Auch die Handelsbilanz wirkte sich negativ auf die BIP-Entwicklung aus. Zwar nahmen die Exporte von Waren um 0,7 Prozent zu, vor allem dank der gestiegenen Ausfuhren von Bijouterie. Gleichzeitig wurden aber auch 0,7 Prozent mehr Waren importiert, vor allem Chemie- und Pharmaprodukte.
2,0 Prozent Wachstum prognostiziert
Ob das Seco angesichts des enttäuschenden Quartalsergebnisses die Wachstumsprognose für das Gesamtjahr senken wird, ist noch unklar. Die aktuelle Prognose vom Juni liegt bei 2,0 Prozent Wachstum im laufenden Jahr. Im März waren noch 2,2 Prozent Wachstum erwartet worden.
Ob eine Anpassung stattfindet, dürfte auch von rechnerischen Faktoren abhängen. Denn derzeit wird die volkswirtschaftliche Gesamtrechnung komplett revidiert. Das bedeutet, dass die BIP-Jahres- und -Quartalswerte künftig anders berechnet werden. Ende September werden die revidierten Werte veröffentlicht, auch jene für das zweite Quartal.

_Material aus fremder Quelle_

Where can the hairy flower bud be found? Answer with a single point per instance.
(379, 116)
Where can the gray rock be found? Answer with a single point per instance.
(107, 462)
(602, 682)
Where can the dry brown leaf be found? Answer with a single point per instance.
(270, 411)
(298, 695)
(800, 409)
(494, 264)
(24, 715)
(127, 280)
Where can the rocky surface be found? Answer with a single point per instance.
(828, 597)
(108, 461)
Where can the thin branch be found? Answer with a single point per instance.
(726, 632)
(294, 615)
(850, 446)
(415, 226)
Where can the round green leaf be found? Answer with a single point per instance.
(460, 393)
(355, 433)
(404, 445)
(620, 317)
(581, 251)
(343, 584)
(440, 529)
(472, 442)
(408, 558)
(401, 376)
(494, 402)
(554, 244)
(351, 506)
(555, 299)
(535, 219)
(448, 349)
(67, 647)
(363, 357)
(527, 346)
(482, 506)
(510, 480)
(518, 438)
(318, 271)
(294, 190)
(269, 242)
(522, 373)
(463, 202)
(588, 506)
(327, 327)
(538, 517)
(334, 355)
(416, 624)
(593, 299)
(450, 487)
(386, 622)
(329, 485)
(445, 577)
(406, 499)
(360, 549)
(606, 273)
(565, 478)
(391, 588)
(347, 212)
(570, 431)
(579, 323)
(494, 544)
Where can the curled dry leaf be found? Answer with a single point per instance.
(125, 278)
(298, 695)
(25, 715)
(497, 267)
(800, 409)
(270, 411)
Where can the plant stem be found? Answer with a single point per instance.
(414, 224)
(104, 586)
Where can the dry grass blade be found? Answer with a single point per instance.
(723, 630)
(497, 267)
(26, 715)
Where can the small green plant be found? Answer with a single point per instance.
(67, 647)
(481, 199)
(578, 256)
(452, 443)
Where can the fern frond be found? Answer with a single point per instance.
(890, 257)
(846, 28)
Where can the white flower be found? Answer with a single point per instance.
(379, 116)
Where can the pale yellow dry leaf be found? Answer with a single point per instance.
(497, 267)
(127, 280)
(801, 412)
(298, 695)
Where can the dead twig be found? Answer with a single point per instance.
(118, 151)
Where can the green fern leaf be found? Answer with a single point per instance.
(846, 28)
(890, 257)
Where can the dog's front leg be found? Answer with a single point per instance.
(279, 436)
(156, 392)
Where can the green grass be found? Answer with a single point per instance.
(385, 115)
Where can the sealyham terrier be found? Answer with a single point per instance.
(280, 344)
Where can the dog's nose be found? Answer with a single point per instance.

Ob sich dadurch das derzeit ernüchternde Bild weiter eintrübt oder doch etwas aufhellt, ist unklar. Bruno Parnisari, Leiter des Ressorts Konjunktur beim Seco, sagte der Eindruck einer Verlangsamung oder Stagnation werde auch mit der neuen Rechnungsweise bestehen bleiben.